What are the signs & symptoms that develop in affected dogs?

Symptoms of abnormal kidney function in affected dogs most commonly include increased urination (polyuria) and excessive drinking (polydipsia) in an attempt to replenish their water stores. Less often, dogs may have weight loss (despite a normal appetite), vomiting, and weakness.

When do signs and symptoms develop?

Affected dogs typically present with clinical signs of abnormal kidney function at middle-age with an average onset age between four to seven years of age. Glucose in the urine (glucosuria) without increased glucose in the blood (hyperglycemia) may be noted on laboratory testing before clinical symptoms develop.

How do vets diagnose this condition?

Diagnosis is made based on clinical history, physical examination, genetic testing, and ruling out other causes of similar symptoms. Serum chemistry and urinalysis as well as venous blood gas analyses are indicated to define the extent of the tubular defect and acidosis. Urinalysis typically reveals glycosuria without hyperglycemia and ketonuria. Additional urine metabolic screening from dogs with Fanconi Syndrome often shows a generalized aminoaciduria and lactic aciduria. While there is severe aminoaciduria, there is either no or only mild proteinuria.

How is this condition treated?

While Fanconi Syndrome is not curable, it is treatable. If an affected dog is not treated, the disease can progress to chronic kidney failure. A highly effective therapeutic protocol developed and modified over the years focuses on correction of the various losses with particular attention to bicarbonate, normalizing electrolytes and minerals, and providing a high quality diet. Dogs with Fanconi Syndrome diagnosed and treated early will usually have normal BUN (blood urea nitrogen) and creatinine values. Those diagnosed later in their disease will show some azotemia (elevated BUN and/or creatinine), which may require modification of the protocol to address both the Fanconi (failure to reabsorb solutes from the urine) and renal insufficiency (failure to lose toxic solutes in the urine).
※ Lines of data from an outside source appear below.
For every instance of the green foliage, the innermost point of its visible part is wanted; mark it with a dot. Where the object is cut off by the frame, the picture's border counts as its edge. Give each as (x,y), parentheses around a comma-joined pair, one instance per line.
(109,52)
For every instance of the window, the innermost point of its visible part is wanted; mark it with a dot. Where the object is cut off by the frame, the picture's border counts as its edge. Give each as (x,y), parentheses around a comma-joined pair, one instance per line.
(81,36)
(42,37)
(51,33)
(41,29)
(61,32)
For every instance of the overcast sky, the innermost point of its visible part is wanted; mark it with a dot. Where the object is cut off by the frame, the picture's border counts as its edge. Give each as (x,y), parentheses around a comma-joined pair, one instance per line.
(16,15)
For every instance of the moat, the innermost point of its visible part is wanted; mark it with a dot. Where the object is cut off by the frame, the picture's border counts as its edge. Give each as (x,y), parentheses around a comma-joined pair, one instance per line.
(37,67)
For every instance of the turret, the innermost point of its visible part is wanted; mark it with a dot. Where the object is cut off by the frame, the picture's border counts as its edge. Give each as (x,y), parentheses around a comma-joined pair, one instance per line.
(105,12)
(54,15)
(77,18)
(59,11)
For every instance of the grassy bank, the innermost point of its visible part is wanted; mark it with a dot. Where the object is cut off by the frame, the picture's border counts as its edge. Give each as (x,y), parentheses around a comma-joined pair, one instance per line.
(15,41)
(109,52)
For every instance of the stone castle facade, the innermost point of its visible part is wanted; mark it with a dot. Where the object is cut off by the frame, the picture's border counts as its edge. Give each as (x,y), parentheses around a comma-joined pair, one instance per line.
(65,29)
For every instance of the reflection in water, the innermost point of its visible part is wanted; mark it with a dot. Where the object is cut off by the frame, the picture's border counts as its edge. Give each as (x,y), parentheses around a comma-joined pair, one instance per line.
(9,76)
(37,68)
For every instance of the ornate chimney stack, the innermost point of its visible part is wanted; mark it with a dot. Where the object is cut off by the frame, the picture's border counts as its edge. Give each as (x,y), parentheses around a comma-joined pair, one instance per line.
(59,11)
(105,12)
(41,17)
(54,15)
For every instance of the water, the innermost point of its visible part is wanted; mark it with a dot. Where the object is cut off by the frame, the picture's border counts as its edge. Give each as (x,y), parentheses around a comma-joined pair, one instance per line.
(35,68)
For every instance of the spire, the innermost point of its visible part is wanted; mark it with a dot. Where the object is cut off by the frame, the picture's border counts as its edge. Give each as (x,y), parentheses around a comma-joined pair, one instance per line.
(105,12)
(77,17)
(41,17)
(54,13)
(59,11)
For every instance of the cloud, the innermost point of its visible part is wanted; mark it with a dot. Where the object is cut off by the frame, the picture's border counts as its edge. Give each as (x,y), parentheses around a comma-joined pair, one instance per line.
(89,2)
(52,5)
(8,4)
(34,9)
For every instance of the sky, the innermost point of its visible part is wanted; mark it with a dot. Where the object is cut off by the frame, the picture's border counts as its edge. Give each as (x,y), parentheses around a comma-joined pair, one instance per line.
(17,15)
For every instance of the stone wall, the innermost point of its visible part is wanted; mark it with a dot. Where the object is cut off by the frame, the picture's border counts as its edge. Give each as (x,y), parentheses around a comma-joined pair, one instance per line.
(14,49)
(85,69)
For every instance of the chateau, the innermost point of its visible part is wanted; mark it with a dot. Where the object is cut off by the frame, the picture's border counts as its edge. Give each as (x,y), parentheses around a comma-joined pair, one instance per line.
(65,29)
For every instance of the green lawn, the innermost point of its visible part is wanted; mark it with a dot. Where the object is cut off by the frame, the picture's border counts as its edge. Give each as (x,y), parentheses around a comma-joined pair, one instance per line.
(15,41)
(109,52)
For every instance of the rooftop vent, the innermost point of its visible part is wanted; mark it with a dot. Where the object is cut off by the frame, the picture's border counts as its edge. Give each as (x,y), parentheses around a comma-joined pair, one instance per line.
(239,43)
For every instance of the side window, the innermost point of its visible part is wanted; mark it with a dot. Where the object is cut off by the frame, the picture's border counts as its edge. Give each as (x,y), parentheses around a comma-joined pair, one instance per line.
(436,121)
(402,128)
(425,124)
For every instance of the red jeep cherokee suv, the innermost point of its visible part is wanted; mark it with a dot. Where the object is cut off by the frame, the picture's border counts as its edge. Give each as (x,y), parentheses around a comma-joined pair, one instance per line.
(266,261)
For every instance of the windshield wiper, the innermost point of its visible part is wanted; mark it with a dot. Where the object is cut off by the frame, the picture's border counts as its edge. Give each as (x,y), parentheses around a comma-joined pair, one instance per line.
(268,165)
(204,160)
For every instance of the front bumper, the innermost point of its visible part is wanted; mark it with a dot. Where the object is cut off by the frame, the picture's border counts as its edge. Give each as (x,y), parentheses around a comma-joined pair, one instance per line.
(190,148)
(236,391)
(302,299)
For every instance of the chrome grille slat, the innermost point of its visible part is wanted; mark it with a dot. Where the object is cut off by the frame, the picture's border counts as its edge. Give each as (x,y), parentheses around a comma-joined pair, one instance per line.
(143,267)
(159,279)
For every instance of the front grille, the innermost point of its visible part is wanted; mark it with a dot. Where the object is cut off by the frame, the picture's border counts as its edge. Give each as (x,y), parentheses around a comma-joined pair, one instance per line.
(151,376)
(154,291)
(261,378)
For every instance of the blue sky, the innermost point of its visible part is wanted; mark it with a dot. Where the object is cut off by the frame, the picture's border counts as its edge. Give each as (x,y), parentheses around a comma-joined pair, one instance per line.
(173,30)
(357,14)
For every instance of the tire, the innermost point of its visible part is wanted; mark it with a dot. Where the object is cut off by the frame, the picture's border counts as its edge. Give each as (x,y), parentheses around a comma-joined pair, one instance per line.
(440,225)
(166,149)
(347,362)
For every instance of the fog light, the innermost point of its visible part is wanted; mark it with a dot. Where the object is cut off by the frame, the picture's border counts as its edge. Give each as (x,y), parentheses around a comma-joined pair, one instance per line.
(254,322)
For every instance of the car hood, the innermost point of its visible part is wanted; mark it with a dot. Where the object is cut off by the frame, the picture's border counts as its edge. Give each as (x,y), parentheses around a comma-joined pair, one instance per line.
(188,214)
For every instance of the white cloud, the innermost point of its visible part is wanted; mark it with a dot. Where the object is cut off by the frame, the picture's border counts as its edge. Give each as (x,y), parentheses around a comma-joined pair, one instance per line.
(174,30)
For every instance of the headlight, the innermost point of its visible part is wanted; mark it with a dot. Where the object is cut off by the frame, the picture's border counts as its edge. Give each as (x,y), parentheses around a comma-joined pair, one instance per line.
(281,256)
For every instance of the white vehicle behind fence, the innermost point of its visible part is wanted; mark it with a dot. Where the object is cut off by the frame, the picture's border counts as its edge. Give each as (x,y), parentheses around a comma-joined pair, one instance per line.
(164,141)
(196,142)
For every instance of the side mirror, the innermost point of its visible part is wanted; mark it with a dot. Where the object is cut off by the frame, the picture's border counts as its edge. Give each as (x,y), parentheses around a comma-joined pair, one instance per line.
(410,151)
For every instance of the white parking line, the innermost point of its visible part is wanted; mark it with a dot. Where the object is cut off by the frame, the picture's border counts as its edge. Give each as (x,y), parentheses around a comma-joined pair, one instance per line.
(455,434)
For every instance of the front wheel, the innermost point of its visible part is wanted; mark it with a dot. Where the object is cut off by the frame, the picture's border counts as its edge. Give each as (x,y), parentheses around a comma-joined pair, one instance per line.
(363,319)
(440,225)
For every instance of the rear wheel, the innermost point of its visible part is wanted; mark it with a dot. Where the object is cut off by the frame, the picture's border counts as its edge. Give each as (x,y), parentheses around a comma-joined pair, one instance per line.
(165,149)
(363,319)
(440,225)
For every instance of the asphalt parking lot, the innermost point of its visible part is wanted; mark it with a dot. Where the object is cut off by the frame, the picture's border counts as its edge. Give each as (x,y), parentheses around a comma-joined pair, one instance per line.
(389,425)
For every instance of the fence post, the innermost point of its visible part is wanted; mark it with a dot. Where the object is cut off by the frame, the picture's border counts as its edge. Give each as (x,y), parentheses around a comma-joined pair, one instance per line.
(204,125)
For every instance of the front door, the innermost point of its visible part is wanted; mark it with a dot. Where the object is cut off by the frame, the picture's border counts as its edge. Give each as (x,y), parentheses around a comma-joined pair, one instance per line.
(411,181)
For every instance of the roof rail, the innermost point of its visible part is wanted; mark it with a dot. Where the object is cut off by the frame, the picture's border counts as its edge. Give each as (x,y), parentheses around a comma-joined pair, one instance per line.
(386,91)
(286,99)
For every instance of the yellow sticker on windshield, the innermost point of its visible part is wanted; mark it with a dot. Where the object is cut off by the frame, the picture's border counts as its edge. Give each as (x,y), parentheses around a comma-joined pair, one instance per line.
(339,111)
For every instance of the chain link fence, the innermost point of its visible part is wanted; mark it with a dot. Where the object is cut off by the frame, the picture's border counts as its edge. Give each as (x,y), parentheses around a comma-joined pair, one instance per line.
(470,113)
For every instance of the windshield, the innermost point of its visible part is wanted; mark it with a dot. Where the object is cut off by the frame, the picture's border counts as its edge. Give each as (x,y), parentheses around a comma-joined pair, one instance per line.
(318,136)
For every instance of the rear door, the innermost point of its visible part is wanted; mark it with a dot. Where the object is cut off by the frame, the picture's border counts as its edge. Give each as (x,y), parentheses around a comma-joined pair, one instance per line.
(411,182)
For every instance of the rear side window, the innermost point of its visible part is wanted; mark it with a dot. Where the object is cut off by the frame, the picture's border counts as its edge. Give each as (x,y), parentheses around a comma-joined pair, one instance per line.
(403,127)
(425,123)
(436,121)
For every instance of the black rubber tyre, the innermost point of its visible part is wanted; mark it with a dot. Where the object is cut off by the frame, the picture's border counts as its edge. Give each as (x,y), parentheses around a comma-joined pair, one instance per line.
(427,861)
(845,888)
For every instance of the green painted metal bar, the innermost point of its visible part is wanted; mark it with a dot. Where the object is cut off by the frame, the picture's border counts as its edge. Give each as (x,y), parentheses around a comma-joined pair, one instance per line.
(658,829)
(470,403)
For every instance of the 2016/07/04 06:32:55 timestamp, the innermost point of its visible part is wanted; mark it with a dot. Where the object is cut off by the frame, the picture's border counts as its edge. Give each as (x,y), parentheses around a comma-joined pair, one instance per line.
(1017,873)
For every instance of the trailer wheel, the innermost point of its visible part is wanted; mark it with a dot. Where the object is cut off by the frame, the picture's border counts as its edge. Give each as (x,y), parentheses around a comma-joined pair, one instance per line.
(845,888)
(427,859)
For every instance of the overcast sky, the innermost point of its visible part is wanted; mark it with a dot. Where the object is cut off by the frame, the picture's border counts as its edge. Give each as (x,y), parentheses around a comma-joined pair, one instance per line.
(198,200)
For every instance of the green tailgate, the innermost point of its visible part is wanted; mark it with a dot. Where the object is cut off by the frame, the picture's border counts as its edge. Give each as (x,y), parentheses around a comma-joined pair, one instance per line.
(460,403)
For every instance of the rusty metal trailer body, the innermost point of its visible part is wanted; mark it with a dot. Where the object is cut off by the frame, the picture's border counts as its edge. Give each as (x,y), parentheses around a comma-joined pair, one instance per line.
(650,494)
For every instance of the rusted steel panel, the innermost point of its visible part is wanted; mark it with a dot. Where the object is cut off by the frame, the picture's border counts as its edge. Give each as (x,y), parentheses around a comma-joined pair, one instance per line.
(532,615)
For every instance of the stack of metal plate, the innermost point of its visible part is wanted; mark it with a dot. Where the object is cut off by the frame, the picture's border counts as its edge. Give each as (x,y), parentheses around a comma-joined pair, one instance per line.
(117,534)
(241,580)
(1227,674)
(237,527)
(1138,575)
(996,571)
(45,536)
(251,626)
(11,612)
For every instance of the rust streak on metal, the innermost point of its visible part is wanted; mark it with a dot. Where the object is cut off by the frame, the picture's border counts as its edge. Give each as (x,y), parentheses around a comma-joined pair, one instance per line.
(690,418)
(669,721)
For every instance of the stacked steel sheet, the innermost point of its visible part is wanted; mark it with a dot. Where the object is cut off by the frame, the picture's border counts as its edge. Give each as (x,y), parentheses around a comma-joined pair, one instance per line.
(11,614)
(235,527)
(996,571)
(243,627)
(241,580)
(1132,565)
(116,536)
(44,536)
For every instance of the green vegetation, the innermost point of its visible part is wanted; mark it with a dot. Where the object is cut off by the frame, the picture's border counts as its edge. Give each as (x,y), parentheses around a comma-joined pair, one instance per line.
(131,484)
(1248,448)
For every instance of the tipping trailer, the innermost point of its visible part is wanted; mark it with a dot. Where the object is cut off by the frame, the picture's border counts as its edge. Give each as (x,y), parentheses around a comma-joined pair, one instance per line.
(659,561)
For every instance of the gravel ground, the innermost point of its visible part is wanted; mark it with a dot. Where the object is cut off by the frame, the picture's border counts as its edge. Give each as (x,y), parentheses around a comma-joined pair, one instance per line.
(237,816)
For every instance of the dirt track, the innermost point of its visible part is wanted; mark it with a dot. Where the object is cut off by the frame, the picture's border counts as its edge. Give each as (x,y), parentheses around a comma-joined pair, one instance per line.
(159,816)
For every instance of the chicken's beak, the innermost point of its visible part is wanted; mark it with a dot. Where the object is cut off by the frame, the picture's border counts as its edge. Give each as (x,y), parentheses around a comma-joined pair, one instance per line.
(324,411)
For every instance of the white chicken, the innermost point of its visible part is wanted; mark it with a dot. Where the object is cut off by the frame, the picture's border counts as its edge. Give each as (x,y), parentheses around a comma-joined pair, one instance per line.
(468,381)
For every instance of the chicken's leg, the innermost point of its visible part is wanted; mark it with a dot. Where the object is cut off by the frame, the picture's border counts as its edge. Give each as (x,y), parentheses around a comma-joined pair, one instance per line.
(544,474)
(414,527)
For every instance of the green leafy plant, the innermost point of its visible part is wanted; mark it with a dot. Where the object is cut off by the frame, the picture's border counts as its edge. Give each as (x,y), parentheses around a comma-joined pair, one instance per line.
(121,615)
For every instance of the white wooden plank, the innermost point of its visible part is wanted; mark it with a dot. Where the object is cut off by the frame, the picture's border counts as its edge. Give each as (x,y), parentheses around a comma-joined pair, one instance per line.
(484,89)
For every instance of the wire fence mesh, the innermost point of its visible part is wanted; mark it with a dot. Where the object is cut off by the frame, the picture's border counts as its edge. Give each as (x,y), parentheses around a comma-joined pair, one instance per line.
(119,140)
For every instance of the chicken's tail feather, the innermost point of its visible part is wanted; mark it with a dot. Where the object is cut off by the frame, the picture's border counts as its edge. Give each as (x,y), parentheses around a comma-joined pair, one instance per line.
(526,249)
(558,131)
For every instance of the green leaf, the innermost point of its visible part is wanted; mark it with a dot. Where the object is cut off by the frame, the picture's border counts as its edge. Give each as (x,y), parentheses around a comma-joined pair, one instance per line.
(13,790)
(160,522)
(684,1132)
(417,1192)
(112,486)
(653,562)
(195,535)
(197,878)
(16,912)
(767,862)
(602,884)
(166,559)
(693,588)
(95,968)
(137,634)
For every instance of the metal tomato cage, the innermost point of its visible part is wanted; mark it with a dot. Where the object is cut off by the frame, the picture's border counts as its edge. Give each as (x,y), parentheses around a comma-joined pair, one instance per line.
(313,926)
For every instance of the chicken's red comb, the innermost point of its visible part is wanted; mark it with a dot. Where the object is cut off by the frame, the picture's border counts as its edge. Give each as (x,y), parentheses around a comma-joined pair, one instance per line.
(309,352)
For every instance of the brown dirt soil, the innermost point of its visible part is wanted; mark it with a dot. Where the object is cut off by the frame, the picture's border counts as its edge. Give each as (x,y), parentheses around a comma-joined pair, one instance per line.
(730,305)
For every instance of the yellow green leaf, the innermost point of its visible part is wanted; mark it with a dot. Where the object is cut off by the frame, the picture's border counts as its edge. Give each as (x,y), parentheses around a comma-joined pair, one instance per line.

What actions should I take if my dog is affected?

  • Closely monitor your dog for changes in their drinking and urination patterns.
  • Regular veterinary visits and laboratory testing will be vital to catching this disease at an early stage where it can be more easily managed.
  • Dietary and medication recommendations are based on how clinically advanced the Fanconi Syndrome is. Follow your veterinarian’s recommendations.